Murder 11: The eleventh victim was a skinhead Nilsen picked up at Piccadilly Circus who had a tattoo around his neck saying “cut here”. He had boasted to Nilsen how tough he was and how he liked to fight; however, once he was drunk, he proved no match for Nilsen, who hung his naked torso in his bedroom for 24 hours before he was buried under the floorboards.
At some point between murders 6 and 11, on November 10, 1980, a potential victim of Nilsen’s woke up while being strangled and was able to fend off his attacker. Although he called the police almost immediately after the attack, no action was taken by the officers who, it is reported, considered the incident to be a domestic disagreement between two homosexual lovers.
Murder 12: The twelfth victim (and the last before Nilsen moved home) was a man called Malcolm Barlow. He was murdered on September 18, 1981. Nilsen found him in a doorway not far from his own home, and took him in and called an ambulance for him. When Barlow was released the next day, he returned to Nilsen’s home to thank him and was pleased to be invited in for a meal and a few drinks. He was murdered later that night.
After moving to a new house in Muswell Hill in October 1981, Nilsen met a student in a bar in Soho and invited him back to his new home. The student awoke the next morning with little recollection of the previous evening’s events, and later went to see his doctor because of some bruising that had appeared on his neck. The doctor revealed that it appeared as if the student had been strangled and advised him to go to the police. However, afraid of his sexual orientation being disclosed, the student decided not to.

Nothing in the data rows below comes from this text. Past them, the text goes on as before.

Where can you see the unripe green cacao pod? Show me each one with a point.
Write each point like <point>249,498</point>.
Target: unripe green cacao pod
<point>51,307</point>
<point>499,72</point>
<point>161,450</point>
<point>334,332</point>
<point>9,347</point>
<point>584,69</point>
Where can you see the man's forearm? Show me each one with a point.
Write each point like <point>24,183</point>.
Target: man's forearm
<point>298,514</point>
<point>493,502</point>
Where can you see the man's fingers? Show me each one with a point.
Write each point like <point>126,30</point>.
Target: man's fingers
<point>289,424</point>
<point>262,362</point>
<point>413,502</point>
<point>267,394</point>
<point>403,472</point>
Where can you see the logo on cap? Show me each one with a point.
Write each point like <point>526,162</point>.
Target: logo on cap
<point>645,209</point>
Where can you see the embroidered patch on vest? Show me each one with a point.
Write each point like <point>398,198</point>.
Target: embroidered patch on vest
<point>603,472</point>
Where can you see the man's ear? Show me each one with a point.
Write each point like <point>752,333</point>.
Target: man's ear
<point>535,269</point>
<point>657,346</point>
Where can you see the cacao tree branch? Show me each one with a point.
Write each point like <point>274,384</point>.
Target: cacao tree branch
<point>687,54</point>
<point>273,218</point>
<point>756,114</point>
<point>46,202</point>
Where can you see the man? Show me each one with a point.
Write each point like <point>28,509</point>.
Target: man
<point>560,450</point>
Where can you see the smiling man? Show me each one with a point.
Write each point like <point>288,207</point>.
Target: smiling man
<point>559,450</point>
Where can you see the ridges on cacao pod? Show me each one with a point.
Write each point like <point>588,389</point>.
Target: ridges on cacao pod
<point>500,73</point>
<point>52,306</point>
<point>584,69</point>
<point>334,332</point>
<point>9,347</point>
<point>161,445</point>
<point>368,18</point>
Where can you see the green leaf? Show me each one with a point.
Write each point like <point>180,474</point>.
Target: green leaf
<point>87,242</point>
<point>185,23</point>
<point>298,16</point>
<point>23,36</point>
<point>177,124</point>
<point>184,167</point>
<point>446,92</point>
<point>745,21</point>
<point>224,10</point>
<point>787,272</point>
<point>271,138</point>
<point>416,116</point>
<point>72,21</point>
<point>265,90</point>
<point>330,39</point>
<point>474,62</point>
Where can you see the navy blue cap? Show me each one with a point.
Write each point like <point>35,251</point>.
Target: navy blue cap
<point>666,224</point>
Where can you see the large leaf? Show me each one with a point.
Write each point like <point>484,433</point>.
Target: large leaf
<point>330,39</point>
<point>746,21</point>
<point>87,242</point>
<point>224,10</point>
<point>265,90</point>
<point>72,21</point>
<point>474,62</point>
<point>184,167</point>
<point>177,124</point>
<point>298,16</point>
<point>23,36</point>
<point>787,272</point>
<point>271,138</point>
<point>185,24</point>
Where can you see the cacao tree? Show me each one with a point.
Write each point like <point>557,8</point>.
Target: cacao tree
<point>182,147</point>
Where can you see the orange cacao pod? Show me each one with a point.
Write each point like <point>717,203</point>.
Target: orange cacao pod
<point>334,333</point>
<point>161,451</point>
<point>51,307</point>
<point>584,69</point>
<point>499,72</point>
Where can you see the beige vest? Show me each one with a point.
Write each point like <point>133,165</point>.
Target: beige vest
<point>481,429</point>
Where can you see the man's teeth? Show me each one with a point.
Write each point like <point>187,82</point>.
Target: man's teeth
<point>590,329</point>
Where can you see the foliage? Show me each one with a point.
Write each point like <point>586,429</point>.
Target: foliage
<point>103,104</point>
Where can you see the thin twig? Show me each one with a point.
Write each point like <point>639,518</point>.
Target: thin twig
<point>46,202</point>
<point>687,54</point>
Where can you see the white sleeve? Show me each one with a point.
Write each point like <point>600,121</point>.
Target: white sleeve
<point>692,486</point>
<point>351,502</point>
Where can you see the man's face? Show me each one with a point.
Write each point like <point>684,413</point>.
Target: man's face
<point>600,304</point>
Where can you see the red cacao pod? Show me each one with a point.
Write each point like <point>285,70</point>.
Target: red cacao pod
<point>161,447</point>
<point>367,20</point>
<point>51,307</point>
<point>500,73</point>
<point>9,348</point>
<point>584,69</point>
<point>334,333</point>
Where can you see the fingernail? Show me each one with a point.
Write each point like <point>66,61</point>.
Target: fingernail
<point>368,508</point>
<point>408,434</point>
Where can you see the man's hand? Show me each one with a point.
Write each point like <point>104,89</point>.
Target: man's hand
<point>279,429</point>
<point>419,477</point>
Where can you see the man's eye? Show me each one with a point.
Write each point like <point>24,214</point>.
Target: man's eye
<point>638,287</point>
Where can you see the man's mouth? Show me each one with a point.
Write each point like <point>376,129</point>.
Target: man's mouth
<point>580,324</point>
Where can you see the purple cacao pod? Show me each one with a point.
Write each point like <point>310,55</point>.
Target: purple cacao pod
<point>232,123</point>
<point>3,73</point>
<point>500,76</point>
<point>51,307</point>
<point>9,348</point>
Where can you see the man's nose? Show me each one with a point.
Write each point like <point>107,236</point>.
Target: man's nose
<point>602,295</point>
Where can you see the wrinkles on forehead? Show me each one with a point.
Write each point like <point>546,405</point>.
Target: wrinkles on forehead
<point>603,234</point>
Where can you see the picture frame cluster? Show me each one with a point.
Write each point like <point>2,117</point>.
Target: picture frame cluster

Following this attempted murder, Nilsen met a drag queen in a pub in Camden. After passing out from strangulation, he came to while Nilsen was trying to drown him in a bath of cold water and managed to fight off his attacker.

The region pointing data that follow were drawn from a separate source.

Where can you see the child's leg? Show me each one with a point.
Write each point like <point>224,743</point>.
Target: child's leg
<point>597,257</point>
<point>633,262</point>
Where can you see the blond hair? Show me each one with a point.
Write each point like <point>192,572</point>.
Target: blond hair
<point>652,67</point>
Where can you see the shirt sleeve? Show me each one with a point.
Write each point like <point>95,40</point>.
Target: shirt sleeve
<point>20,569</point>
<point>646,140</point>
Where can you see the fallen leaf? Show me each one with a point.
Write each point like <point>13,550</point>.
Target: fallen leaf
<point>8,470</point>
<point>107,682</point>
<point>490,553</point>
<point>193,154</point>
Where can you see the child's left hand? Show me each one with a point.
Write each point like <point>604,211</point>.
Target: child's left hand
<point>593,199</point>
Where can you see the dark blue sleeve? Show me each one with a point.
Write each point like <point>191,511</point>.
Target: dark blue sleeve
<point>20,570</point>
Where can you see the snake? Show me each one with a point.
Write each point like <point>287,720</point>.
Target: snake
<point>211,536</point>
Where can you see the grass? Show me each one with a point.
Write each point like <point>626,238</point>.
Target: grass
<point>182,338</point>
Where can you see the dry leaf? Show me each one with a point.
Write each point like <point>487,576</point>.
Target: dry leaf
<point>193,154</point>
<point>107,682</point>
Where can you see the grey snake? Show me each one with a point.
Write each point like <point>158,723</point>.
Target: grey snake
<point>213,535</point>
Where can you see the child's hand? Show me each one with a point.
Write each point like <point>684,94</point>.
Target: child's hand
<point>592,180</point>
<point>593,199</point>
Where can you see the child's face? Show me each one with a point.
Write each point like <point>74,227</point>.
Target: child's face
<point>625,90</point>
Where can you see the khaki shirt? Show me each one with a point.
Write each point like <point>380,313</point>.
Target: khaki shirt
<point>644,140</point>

Murder 13: John Howlett was the first to be murdered in Nilsen’s Muswell Hill home, in December 1981. Howlett was one of the few who was able to fight back; however, Nilsen had taken a disliking to him and was determined that he should die. There was a tremendous struggle, in which at one point Howlett even tried to strangle Nilsen back. Howlett was eventually drowned, however, after having his head held under water for five minutes. Howlett’s was the first body to be dismembered, and the various body parts were either hidden around the house or flushed down the toilet.
Murder 14: Graham Allen was another homeless man who met Nilsen in Shaftesbury Avenue. After murdering him, Nilsen left Allen’s body in the bath, unsure how to dispose of it. After three days, he was dismembered like Nilsen’s previous victim.

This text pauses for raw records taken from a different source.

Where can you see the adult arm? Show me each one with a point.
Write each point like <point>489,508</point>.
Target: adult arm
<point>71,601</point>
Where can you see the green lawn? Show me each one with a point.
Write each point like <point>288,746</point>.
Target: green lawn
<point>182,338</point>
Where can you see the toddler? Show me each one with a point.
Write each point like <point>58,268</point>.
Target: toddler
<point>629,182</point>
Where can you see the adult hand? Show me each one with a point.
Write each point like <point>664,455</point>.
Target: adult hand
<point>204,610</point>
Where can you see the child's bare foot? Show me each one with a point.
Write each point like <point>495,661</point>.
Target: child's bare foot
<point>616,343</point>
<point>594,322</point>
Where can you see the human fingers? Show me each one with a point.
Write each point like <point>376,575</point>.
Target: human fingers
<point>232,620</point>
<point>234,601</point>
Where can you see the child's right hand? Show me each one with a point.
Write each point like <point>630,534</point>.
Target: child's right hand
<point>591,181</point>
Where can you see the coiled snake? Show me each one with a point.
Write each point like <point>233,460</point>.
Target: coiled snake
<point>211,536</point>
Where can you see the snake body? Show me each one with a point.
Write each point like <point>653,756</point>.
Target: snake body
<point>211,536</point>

Murder 15: Nilsen’s final victim was a drug addict called Stephen Sinclair. They met in Oxford Street and Sinclair managed to scrounge a hamburger off Nilsen, who then suggested that they go back to his place. After dropping into an alcohol and heroin fuelled stupor, Sinclair was strangled and his body dismembered. It was Sinclair’s dismembered remains in the drain outside Nilsen’s home that first alerted the police to Nilsen’s murders.